August Wilson and The Great Migration
September 8, 2020 | Featuring Dr. Kenneth Warren and Professor Sandra Shannon
In this session, Dr. Kenneth Warren and Professor Sandra Shannon will discuss urbanization, migration, and property ownership in Pittsburgh’s Hill District as well as various theatrical trends that surface in August Wilson’s work. Participants will also learn about how Wilson’s work was received and the way Wilson’s play tackle issues of historical representation and cultural history.
Mentioned in this session:
Details about the August Wilson Society’s September 24th event in its second annual August Wilson’s Ground Lecture Series: August and Africa: https://awslectureseries2020.eventbrite.com
Details about the August Wilson Society: http://augustwilsonsociety.org
After purchase, you will be able to view a recording of this first session which occurred on September 8.

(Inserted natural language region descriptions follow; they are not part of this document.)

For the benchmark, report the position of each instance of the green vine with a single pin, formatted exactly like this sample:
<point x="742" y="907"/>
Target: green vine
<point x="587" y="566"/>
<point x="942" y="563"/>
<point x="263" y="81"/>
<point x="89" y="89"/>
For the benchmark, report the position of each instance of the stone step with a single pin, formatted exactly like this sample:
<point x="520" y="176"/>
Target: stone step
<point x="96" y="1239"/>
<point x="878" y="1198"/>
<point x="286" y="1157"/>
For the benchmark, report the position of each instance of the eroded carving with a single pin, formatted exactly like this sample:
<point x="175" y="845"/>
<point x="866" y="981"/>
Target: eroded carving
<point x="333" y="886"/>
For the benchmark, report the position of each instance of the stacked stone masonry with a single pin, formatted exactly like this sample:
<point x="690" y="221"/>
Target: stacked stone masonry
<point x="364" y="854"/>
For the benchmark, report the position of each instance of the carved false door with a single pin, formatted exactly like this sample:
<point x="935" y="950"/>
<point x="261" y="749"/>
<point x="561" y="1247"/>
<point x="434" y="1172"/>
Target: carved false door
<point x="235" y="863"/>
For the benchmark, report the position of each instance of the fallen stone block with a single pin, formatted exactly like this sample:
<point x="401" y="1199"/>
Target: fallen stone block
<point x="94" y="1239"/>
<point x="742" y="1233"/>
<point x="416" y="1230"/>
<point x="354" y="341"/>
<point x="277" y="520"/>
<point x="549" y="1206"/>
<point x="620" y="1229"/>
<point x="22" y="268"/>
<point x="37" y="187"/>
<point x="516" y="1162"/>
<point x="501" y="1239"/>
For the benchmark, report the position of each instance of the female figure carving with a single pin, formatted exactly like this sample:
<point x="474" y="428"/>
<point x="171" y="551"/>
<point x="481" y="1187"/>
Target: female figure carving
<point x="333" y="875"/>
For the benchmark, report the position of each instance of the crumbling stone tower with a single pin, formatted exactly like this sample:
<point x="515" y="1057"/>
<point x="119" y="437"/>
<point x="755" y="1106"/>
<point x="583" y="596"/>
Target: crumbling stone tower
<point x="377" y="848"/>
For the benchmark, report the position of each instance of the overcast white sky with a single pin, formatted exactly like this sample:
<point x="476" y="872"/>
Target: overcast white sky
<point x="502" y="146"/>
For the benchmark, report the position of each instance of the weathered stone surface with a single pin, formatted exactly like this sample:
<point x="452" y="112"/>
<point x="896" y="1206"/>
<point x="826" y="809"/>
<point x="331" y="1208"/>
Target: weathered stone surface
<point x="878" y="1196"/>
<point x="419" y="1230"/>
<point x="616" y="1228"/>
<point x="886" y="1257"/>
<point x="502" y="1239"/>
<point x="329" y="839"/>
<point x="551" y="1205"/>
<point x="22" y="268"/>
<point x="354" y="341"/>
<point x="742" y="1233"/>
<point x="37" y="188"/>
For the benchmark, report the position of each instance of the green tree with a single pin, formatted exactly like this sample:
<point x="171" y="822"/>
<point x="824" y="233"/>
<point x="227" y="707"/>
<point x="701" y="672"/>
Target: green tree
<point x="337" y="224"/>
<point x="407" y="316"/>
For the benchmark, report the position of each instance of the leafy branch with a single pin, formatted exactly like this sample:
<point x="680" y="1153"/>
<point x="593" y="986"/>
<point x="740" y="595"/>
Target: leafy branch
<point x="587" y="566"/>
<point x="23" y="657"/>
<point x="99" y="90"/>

August Wilson and The Civil Rights Movement
September 15, 2020 | Featuring Dr. Kenneth Warren and Joel Rhone
In this session, Dr. Kenneth Warren and UChicago Doctoral student Joel Rhone will discuss the protest movements of the 1960s and 1970s in relation to August Wilson’s work. Also discussed will be the representational power of the family/familial struggle in Wilson’s plays and his nostalgia for the Civil Rights Movement in the 1980s and 1990s.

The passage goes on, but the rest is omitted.